A group of Qeros have made a tradition of meeting Juan's Hatun Karpay groups of twelve western initiates every year. They come down on foot for two days from their high mountain top to hold a special bazaar of their hand-made items and other special things for sale to benefit their village. We in turn carry on the tradition of bringing as many clothing items as we can stuff into our travel bags to donate to the people — they are materially one of the poorest people on earth, and unfortunately often treated with disdain by citizens of modern Peru. It is amazing to see them appear at the hotel in their daily costumes which look right out of a movie from a four-hundred-year-old Inka civilization that hasn't changed one iota.
On Divination
Of course one practice they used for divinations was the reading of innards — the Romans used that too, but hardly desirable or appreciated by modern sensibility. What comes to mind among the Andean priests of Peru is Inka specialists known as seers, who use sacred divination ceremony by reading coca leaves scattered into tea water. One of the biggest disappointments for me, being a long-time lucid dreamer, was to find that the Qero priests of Peru have little use for dreaming.
As far as I've been able to understand, communication with the Apus can be auditory or intuition. Some priests also have experiences of spirits like ghosts who can make noises. They see energy spirits inside of animals like the puma, or the condor. Each paqo seems to have their own unique insight, depending on who his mentor was.
On Cultural Transmission
You're absolutely right that traditions necessarily change. One wouldn't want to keep it "pure," because it would have no real meaning and usefulness to you in your own country. It is more like a guide to be used to tap into your own natural spirituality and that connection to the world where you live. This is especially useful for all of us who have lost that close connection with the spiritual when Christianity all but drowned out the power of the natural world and its keepers of wisdom.
There's always a tension between serious seekers and practitioners of the sacred and those who are dabbling into its entertainment value. We must be thankful that no one hardly can manage to mess around with the Qeros because they literally reside where most tourists don't want to travel. However, modernity has influenced and changed them just like everyone else is being changed. Once indigenous people get a little taste of Christianity and modern conveniences, there is no turning back completely. Our world still has classic shamans tucked away in various villages all over the earth, and we are just very lucky if we ever get to meet them.
Colophon
Written by Nita Byrd, a fourth-level Andean paqo initiated in the lineage of Juan Nunez del Prado. Posted to alt.religion.shamanism in July 2003 in two messages (Message-IDs: bfat1n$rfn$[email protected] and bfg87j$o5l$[email protected]).
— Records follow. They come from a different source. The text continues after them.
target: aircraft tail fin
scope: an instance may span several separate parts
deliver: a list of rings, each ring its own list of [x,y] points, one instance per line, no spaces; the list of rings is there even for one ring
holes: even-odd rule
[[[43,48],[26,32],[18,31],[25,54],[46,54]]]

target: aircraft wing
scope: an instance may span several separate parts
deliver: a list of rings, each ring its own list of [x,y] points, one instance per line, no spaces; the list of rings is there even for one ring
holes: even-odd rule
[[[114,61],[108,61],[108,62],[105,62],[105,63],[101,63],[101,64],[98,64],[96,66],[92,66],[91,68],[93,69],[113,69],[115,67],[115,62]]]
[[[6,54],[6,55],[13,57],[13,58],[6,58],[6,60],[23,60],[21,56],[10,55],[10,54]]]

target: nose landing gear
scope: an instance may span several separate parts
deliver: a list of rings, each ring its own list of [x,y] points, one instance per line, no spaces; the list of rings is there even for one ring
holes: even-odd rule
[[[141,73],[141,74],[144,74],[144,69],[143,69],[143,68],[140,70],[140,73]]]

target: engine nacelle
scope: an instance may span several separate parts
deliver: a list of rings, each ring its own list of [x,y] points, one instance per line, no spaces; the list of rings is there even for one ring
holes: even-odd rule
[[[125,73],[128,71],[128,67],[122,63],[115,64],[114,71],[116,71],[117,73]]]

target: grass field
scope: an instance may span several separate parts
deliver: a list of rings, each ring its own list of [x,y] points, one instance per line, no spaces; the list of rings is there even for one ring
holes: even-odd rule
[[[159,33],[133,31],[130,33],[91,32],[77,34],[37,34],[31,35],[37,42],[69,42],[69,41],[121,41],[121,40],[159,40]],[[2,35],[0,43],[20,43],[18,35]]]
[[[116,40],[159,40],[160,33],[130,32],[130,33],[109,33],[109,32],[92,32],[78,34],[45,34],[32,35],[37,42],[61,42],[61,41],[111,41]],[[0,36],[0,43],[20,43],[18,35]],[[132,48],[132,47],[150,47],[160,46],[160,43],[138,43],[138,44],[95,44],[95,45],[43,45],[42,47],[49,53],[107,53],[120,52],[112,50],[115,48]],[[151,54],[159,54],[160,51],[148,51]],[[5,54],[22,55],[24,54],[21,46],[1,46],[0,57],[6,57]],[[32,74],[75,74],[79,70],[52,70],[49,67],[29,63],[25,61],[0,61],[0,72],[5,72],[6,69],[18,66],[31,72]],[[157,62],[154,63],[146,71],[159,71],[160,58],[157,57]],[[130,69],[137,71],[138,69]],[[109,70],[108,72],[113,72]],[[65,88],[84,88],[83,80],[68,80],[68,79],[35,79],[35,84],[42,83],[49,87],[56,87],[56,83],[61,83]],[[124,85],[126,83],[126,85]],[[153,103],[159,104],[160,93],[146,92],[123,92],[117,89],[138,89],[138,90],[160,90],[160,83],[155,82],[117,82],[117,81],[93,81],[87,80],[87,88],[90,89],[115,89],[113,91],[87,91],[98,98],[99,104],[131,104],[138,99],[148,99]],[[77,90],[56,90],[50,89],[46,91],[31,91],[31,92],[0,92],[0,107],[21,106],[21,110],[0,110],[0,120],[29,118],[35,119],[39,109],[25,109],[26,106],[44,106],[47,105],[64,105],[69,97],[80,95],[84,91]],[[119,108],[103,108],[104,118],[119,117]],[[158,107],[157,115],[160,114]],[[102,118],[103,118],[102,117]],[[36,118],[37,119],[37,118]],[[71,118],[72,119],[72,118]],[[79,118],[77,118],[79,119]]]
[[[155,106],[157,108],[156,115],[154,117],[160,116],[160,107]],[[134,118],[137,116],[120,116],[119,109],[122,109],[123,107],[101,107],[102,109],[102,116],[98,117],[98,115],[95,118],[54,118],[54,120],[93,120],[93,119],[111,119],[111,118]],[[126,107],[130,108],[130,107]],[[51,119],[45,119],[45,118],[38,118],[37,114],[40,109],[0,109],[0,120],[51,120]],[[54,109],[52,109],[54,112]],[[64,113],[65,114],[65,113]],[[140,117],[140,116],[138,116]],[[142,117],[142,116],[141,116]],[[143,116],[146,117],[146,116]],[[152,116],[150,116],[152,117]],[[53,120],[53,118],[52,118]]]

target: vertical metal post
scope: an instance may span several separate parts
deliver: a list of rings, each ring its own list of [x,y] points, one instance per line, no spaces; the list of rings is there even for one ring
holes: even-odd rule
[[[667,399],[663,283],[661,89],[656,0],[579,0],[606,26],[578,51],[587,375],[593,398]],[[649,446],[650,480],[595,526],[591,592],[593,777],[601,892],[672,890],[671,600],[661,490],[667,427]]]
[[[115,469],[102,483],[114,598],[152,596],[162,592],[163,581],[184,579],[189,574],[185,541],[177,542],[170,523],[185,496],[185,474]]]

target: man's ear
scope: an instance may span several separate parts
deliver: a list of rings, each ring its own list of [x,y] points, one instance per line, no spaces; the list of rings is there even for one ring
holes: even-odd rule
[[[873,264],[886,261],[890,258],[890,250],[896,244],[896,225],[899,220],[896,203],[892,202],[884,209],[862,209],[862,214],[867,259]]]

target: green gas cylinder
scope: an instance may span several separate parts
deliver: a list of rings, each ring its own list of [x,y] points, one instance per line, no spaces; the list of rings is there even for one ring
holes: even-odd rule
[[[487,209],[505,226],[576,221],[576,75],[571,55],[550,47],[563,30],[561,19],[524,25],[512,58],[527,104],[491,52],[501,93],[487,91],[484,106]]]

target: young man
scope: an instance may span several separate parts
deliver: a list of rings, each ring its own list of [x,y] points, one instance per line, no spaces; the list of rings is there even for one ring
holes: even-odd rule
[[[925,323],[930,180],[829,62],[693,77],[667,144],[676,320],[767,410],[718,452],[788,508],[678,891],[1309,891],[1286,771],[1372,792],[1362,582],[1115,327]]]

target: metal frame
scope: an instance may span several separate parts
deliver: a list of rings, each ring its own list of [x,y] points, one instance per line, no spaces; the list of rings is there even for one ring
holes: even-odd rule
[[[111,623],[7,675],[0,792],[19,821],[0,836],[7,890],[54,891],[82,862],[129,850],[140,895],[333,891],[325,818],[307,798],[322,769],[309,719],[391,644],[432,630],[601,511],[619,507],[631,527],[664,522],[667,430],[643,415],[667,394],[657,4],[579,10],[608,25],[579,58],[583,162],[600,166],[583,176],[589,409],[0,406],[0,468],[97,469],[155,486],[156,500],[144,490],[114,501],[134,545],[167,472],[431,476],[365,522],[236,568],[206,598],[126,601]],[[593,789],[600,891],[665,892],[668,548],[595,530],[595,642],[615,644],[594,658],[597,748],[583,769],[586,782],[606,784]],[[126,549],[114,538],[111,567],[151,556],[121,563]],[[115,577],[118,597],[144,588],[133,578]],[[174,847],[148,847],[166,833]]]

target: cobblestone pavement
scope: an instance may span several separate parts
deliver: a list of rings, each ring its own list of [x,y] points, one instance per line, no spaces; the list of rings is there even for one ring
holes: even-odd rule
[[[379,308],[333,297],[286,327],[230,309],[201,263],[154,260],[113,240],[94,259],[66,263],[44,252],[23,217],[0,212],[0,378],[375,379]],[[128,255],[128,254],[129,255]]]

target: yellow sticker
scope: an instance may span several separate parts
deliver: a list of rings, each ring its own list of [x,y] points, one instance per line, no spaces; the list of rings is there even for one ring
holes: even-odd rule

Byrd had trained with Juan Nunez del Prado for four years, had undertaken the Hatun Karpay initiation in Peru, and was a recognized practitioner of the Qero paqo tradition.
These posts were written in response to questions from a fellow newsgroup member and represent among the most detailed first-person practitioner accounts of Inka shamanism available in public digital archives. Byrd's careful distinction between authentic Qero practice and New Age adaptation makes this account particularly valuable.
Preserved from the Usenet archive for the Good Work Library by the New Tianmu Anglican Church, 2026.